C. Rule 11 Sanctions
Finally, the Hatchetts contend that the trial court erred in denying their joint motion for sanctions pursuant to Rule 11. Among other things, Rule 11 provides that a court may impose appropriate sanctions against attorneys and/or parties that present a pleading to court for an improper purpose or to increase the cost of litigation. See Tenn. R. Civ. P. 11.02, 11.03. On appeal, we review a trial court's decision to grant or deny a party's motion for sanctions pursuant to Rule 11 by the abuse of discretion standard. Lindsey v. Lambert, 333 S.W.3d 572, 578 (Tenn. Ct. App. 2010). Given our resolution of the foregoing issues, we do not find that the trial court abused its discretion in denying the Hatchetts' motion.

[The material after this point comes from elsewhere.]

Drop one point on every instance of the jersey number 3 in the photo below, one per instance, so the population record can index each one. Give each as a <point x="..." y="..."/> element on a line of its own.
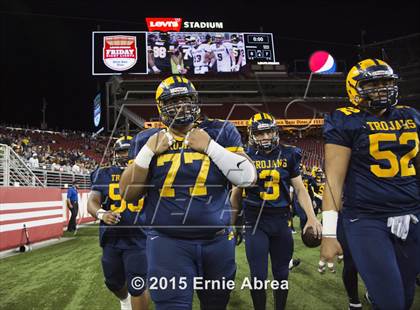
<point x="407" y="169"/>
<point x="273" y="184"/>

Because we conclude that the settlement agreement between Mr. Hatchett and Ms. Isbell affected legal relations between them at the time it was entered and was not void from the outset, we reverse the trial court's grant of summary judgment in favor of the Hatchetts on Ms. Isbell's claims for breach of the implied covenant of good faith and fair dealing, tortious interference with a contractual relationship, and conspiracy to deprive Ms. Isbell of her rights under the settlement. Additionally, we conclude that Ms. Isbell's complaint stated sufficient facts to support a claim against Mr. Hatchett for abuse of judicial process and, therefore, reverse the trial court's dismissal of that claim. Finally, we affirm the trial court's denial of the Hatchetts' motion for Rule 11 sanctions. The matter is remanded to the trial court for further proceedings consistent with this opinion. Costs of this appeal are taxed to Appellees William G. Hatchett and Julie Day Hatchett, for which execution may issue, if necessary.